陆琪儿正要反驳时,陆老夫人并没有给她开口的机会。
“陆府所有出嫁女的嫁妆都是有规定的,并且大房之前就已经分了出去,按说这嫁妆我们是不需要为你准备的,不过想到你娘当年入府时没带什么嫁妆进来,所以我与你祖父都从自己的私库里面给你备了一份嫁妆。”
“刘妈妈,将你誊抄的嫁妆单子拿给她过目吧。”陆老夫人语气淡淡,她之所以将所有人都聚集在一起说这事,就是怕后面谁知道了心里会有疙瘩。
“你们也别有气,今日给陆琪儿准备了嫁妆,他日待嘉儿出阁时我与她祖父自然也会各自为她准备的。
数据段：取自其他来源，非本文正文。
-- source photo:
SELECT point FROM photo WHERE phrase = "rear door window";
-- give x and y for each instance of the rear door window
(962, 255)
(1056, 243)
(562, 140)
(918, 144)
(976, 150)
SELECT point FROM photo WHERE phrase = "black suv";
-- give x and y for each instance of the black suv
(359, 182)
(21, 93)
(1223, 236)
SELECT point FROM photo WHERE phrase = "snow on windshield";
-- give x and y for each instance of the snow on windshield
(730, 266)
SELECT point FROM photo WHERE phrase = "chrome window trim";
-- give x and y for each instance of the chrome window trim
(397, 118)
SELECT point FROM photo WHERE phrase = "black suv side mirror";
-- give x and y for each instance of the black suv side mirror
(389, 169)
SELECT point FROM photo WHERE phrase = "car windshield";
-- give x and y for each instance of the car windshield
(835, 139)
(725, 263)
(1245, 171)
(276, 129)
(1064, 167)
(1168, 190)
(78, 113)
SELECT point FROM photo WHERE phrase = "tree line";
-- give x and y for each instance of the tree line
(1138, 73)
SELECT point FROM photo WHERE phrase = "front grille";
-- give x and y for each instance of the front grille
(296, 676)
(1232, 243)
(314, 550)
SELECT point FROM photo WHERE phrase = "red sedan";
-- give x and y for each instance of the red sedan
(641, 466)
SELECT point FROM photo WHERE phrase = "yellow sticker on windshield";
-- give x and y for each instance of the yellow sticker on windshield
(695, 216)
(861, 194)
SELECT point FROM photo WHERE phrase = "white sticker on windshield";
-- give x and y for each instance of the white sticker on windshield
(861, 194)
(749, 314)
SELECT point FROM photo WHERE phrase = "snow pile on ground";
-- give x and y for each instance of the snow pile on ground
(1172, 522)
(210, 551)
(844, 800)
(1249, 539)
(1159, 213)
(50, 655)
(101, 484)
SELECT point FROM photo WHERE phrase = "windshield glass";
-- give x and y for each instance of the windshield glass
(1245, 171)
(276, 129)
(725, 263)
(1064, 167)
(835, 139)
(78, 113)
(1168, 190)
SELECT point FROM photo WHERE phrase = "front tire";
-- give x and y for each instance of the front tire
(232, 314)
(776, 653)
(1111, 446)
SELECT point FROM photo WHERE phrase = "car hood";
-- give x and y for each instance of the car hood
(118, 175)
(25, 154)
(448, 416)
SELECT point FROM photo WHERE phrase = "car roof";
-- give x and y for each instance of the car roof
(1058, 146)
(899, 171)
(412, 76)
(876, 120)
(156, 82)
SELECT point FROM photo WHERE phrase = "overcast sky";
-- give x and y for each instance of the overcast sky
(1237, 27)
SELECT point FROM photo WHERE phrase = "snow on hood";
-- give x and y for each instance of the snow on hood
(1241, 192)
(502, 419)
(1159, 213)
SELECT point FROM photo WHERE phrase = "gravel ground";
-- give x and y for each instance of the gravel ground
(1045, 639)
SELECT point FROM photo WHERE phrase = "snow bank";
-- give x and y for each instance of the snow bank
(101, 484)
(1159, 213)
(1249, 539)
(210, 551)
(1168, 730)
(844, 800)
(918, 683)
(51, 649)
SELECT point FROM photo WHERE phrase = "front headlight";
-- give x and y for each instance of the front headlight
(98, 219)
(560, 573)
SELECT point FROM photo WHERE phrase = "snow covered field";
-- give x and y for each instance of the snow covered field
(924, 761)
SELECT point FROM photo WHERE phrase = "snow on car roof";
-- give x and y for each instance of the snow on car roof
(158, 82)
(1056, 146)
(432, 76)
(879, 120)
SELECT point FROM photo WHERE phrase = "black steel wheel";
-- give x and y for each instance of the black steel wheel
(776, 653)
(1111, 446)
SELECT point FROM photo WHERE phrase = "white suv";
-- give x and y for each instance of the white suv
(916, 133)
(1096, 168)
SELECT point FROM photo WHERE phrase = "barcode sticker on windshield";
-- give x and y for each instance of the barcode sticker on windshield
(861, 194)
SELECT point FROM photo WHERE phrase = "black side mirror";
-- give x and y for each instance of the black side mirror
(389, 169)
”
二舅母刚开始心里确实有些不舒服,毕竟这么些年大房一直在府上白吃白喝。
如今还要养大房的儿子,就连陆琪儿这个名誉扫地的败家女也得为其准备嫁妆,不过在听见后面那句一视同仁后,心里的那丝不舒服就烟消云散了。
张桂芳当年嫁入陆府的场景她也是看见过的,张家也算是临洲的商业巨头,可嫁女儿的嫁妆却寒酸得不成样子。
也罢,左右再有两天就要离开她们陆府了。
谈话间,陆琪儿已经将嫁妆单子看完了,心里已经是拔凉拔凉的。
她娘走的时候竟然什么东西都没留下,两个老不死的一辈子东西这么多,竟然就给她这么点东西,这是打发叫花子呢?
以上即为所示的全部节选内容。